I have a good friend who is faced with a serious, life-changing decision. The choice is between two very fine and worthy activities. For many months now, my friend has been struggling to accomplish both and has been doing an excellent job of it. However, both require a good deal of time and effort, and it has come to the point where my friend must let one of the tasks go. The matter has been taken to discernment.

For Christians, “discernment” is much more than making a choice based on what promises to be the most profitable or gratifying. Christian discernment involves a process of prayer and reflection. When disciples are faced with serious, life-changing decisions, they invoke the guidance and counsel of The Holy Spirit. Trying to set aside earthly concerns and self-interests, a faithful disciple leans in to hear what God is asking.

The Gospel for this First Sunday in Lent is usually referred to as “The temptation of the Lord in the desert.” Certainly, that is the story. But, when we consider that it was, in fact, The Holy Spirit Who led Jesus into the desert, we can better appreciate how the desert experience is the perfect model for Christian discernment.

For the majority of His earthly life, Jesus was involved in two very fine and worthy activities. The Lord went about the task of living as a fully human person, while, at the same time, being fully Divine. He did an excellent job of balancing His two natures. However, as Jesus emerged from His Baptism in the waters of the Jordan River, He heard “A Voice” from heaven. The words: This is my Son in Whom I am well pleased, were far more than an introduction. The Father was telling The Son that it is time to make a choice.

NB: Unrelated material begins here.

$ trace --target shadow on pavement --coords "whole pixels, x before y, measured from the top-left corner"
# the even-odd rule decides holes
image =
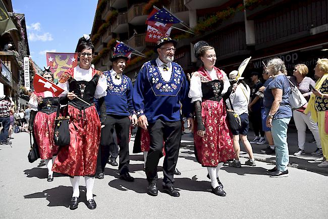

And so, The Holy Spirit led Jesus off by Himself into the quiet of the desert, so that He could lean in and better hear what God was asking of Him.

God was asking Him to offer His human Self as the perfect sacrifice in reparation for the sins of the world.

During His time in the desert, Jesus was definitely tempted…and the temptation was to choose the easy way out. In making this life-changing decision, The Lord rejected what held the promise of being the most profitable or gratifying. Jesus’s choice was the most Selfless decision ever made. He chose to die so that we might live forever. He released His human nature so that we might hope to share in His Divine nature.

Lent is a time of discernment. During these 40 days, we are challenged by The Voice from heaven encouraging us to lean in and listen to what God is asking of us. If we follow where the Holy Spirit leads us, we will emerge from these 40 days just a little less human, and a lot more Divine.